Décembre arrive ainsi qu’une nouvelle comparution devant le tribunal pour Antoine. En prison à Cusset, il reçoit une convocation pour une période d’exercices militaires de 13 jours à Clermont où il est conduit le 9 novembre. Sans doute l’occasion de retrouver la liberté était-elle trop tentante, car subrepticement il prend, en uniforme, la direction de Moulins. Le 11 novembre, la police apprend que, dans la nuit, un homme chargé d’un lourd sac de volailles avait offert sa marchandise à plusieurs ménagères du Bas-Allier qui l’ont presque toutes éconduit.
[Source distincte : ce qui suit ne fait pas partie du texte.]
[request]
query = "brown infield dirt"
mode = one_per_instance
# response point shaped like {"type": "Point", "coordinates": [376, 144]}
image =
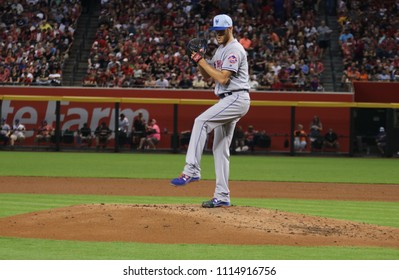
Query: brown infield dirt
{"type": "Point", "coordinates": [191, 224]}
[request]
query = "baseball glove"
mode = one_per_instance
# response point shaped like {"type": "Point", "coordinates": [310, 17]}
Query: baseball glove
{"type": "Point", "coordinates": [197, 47]}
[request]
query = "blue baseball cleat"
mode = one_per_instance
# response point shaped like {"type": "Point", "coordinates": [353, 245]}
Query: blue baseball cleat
{"type": "Point", "coordinates": [214, 202]}
{"type": "Point", "coordinates": [183, 180]}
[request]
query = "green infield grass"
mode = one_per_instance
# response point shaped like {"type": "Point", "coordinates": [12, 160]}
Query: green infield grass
{"type": "Point", "coordinates": [165, 166]}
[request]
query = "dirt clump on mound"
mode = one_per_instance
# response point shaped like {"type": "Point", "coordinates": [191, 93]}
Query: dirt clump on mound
{"type": "Point", "coordinates": [191, 224]}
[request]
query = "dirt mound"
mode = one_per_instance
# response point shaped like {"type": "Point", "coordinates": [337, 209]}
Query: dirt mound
{"type": "Point", "coordinates": [191, 224]}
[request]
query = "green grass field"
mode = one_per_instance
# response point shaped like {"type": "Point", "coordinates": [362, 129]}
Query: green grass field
{"type": "Point", "coordinates": [165, 166]}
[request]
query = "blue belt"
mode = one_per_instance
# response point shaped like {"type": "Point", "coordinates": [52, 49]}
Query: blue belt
{"type": "Point", "coordinates": [224, 94]}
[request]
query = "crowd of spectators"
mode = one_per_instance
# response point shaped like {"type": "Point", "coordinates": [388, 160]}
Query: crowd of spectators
{"type": "Point", "coordinates": [369, 40]}
{"type": "Point", "coordinates": [143, 43]}
{"type": "Point", "coordinates": [35, 39]}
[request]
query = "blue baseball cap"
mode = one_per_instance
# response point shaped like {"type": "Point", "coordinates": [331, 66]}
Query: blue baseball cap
{"type": "Point", "coordinates": [221, 22]}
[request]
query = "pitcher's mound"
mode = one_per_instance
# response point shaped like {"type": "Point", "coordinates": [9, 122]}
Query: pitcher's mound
{"type": "Point", "coordinates": [191, 224]}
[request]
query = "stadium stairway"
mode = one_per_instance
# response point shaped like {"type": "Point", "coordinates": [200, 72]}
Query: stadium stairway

Dans la matinée, il est vu route de Limoges à la Madeleine que les agents parcourent en vain. C’est alors qu’on annonce qu’un militaire se trouve à Bressolles. Mais ce n’est pas lui qui a tout simplement emprunté la voie ferrée qui passe sur le pont de fer (à ses risques et périls) pour aller se réfugier à l’auberge dite de « la ville en bois » près des bateaux-lavoirs. L’agent Blanc l’y arrête à midi. Antoine a perdu son képi et détient encore 3 oies dont une vivante. Il nie être au courant du vol des quatre oies, un canard et quatre paires de poulets chez M. Alasseur, voiturier route de Lyon à Yzeure. Comme il est aussi coupable de désertion, le conseil de guerre à Clermont-Ferrand est sa prochaine étape.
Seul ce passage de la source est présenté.